Looking at the details of Zach Brown's contract with the Redskins

The Redskins and linebacker Zach Brown agreed to a three-year contract that will require Brown to continue to play at a high level if he is going to collect all of the $21 million the deal contains.

Brown’s camp reportedly was shopping for a contract that had some $20 million in guaranteed money. The actual deal fell well short of that.

Brown, who was leading the league in tackles before an assortment of injuries forced him to sit out the last three games, got a total of $5.5 million in fully guaranteed money. He got a $4.5 million signing bonus and his $1 million salary for 2018 is fully guaranteed.

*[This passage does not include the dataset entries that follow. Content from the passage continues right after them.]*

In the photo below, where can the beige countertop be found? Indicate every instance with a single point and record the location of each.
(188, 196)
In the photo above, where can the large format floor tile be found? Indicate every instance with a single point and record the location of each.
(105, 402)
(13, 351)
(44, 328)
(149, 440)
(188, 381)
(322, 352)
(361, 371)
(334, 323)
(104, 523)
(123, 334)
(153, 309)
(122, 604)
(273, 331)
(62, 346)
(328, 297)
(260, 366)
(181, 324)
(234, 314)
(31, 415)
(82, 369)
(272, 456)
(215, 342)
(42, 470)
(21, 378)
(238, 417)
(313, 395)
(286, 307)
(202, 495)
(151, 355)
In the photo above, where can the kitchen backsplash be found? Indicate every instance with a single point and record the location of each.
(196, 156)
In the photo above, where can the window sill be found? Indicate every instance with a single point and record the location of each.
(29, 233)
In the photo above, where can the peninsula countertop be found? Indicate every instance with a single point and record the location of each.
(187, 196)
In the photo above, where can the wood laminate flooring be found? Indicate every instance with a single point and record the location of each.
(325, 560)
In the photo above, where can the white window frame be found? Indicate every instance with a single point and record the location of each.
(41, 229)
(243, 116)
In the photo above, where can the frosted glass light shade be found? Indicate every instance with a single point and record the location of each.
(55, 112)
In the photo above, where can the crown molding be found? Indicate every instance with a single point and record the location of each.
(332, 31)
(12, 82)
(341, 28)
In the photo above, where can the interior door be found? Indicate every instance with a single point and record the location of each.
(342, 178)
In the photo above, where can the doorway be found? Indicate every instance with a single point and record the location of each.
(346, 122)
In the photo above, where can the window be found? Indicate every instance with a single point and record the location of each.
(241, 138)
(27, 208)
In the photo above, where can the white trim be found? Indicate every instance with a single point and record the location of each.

After that, the remaining two seasons essentially are team options. In 2019 he has a $6.75 million salary and $4.5 million of that is guaranteed for injury. His 2020 salary is $7.5 million with no guarantees of any kind.

The contract also has per-game roster bonuses available at a rate of $15,625 for each game he is on the 46-man game day roster in 2018 (total of $250,000 for the year) and $31,250 per game in 2019 and 2020 ($500,000 total).

The salary cap hits per year are as follows:

2018: $2.75 million
2019: $8.75 million
2020: $9.5 million

The average annual value of $7 million ranks ninth among inside linebackers.

Brown will need to continue to play well to collect on the contract. The team will be able to save $5.75 million on the 2019 cap if they terminate the deal after one season and $8 million if they do it in 2020.